Arjuna menyambut uluran tangan itu. "Arjuna."
Genggaman tangan mereka terasa hangat di tengah dinginnya malam dan suasana gang yang mencekam. Itu adalah genggaman tangan antara dua anak rantau yang sama-sama berjuang, yang nasibnya baru saja bersinggungan dengan cara yang paling tidak terduga.
"Ayo, David. Kita pergi dari sini," ajak Arjuna sekali lagi.
David mengangguk cepat. Keduanya pun bergegas meninggalkan gang sempit itu, meninggalkan bayang-bayang para preman yang terkapar dan sebuah pertarungan singkat yang akan selamanya terpatri dalam ingatan David. Di jari Arjuna, cincin wasiat itu kembali terasa tenang, seolah tidurnya belum terganggu sama sekali.
Arjuna dan David berjalan cepat tanpa menoleh ke belakang, menyusuri trotoar yang remang hingga tiba di sebuah perempatan jalan yang ramai dan terang benderang. Suara klakson dan hiruk pikuk kendaraan seolah menjadi perisai yang memisahkan mereka dari bahaya yang baru saja mereka tinggalkan di gang sempit tadi.
Di bawah cahaya lampu jalan, David berhenti dan kembali menatap Arjuna. Wajahnya masih pucat, namun rasa syukurnya terlihat jelas.

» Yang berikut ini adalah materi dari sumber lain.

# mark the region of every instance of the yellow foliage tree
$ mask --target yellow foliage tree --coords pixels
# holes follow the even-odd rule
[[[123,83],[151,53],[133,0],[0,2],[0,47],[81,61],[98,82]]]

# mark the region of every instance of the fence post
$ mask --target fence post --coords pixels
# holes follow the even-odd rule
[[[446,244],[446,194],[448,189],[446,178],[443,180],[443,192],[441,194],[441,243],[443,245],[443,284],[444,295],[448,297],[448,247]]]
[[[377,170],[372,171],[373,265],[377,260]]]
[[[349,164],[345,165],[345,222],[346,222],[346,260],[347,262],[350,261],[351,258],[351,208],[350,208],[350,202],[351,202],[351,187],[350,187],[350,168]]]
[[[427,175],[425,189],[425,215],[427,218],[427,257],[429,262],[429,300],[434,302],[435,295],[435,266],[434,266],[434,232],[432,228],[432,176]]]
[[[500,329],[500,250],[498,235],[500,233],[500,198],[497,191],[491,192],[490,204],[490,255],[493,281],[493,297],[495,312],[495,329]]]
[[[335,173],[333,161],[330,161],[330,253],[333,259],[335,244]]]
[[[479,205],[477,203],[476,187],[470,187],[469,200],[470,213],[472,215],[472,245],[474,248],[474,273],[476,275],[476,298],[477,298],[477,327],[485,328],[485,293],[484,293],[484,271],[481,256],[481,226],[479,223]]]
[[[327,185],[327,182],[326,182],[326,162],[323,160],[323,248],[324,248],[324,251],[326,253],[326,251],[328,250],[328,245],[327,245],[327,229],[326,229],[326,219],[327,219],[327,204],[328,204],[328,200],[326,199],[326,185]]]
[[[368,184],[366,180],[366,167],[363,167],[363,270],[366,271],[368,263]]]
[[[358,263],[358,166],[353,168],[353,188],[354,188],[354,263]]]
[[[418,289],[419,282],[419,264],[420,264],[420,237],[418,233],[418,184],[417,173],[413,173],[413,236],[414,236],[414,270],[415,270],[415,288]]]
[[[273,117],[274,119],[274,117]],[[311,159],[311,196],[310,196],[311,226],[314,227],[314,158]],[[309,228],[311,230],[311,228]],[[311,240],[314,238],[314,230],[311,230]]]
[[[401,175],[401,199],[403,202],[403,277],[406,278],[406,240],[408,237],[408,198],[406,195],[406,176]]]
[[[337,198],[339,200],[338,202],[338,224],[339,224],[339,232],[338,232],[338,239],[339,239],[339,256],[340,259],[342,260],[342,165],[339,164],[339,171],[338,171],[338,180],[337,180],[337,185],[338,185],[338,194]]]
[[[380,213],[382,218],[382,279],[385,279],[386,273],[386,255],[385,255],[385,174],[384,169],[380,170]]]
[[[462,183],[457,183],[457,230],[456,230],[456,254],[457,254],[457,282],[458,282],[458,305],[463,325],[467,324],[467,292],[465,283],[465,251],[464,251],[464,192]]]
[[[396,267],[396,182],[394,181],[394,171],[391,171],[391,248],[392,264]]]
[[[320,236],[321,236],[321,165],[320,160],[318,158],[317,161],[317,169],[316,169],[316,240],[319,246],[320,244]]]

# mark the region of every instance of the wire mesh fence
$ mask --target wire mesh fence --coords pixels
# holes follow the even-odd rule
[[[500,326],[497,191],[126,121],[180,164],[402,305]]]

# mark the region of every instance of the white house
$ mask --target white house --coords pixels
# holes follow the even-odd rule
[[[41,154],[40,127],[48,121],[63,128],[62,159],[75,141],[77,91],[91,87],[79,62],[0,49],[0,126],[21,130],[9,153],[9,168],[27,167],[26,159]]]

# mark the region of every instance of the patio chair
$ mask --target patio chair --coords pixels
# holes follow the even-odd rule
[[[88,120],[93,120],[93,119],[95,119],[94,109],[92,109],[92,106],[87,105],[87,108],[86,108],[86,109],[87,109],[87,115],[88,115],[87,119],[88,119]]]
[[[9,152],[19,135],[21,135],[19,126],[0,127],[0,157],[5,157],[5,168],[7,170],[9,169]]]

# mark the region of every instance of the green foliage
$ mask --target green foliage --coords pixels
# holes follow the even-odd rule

"Jun, sekali lagi, terima kasih banyak," katanya dengan sungguh-sungguh. "Aku... aku tidak tahu harus bilang apa lagi. Kalau kamu tidak ada di sana..."
"Sudahlah, lupakan saja. Yang penting kamu tidak apa-apa," potong Arjuna lembut.
"Tapi ini bukan hal kecil," desak David. "Aku berhutang nyawa padamu. Setidaknya, izinkan aku mentraktirmu kopi atau apa pun besok. Boleh aku minta nomormu?"
Arjuna sedikit ragu. Ia tidak terbiasa dengan semua ini. Namun, melihat ketulusan di mata David, ia akhirnya mengangguk dan menyebutkan nomor ponselnya yang ia hafal di luar kepala.
"Pasti akan aku hubungi besok!" janji David sambil menyimpan nomor itu di ponselnya yang layarnya sudah sedikit retak. "Kosku tidak jauh dari sini. Kamu ke arah mana?"
"Aku harus naik angkot lagi ke arah Tambun," jawab Arjuna.
"Baiklah. Hati-hati di jalan ya, Jun. Semoga kita bisa segera bertemu lagi dalam situasi yang lebih baik."
"Iya, kamu juga hati-hati," balas Arjuna.
Setelah berjabat tangan sekali lagi, mereka pun berpisah. David berjalan ke satu arah, sementara Arjuna menunggu angkot di sisi jalan yang lain.
Sepanjang perjalanan pulang di dalam angkot yang tidak terlalu ramai, pikiran Arjuna mulai berkecamuk. Adrenalin dari pertarungan telah sepenuhnya surut, meninggalkan ruang hampa yang kini diisi oleh rentetan kejadian hari ini.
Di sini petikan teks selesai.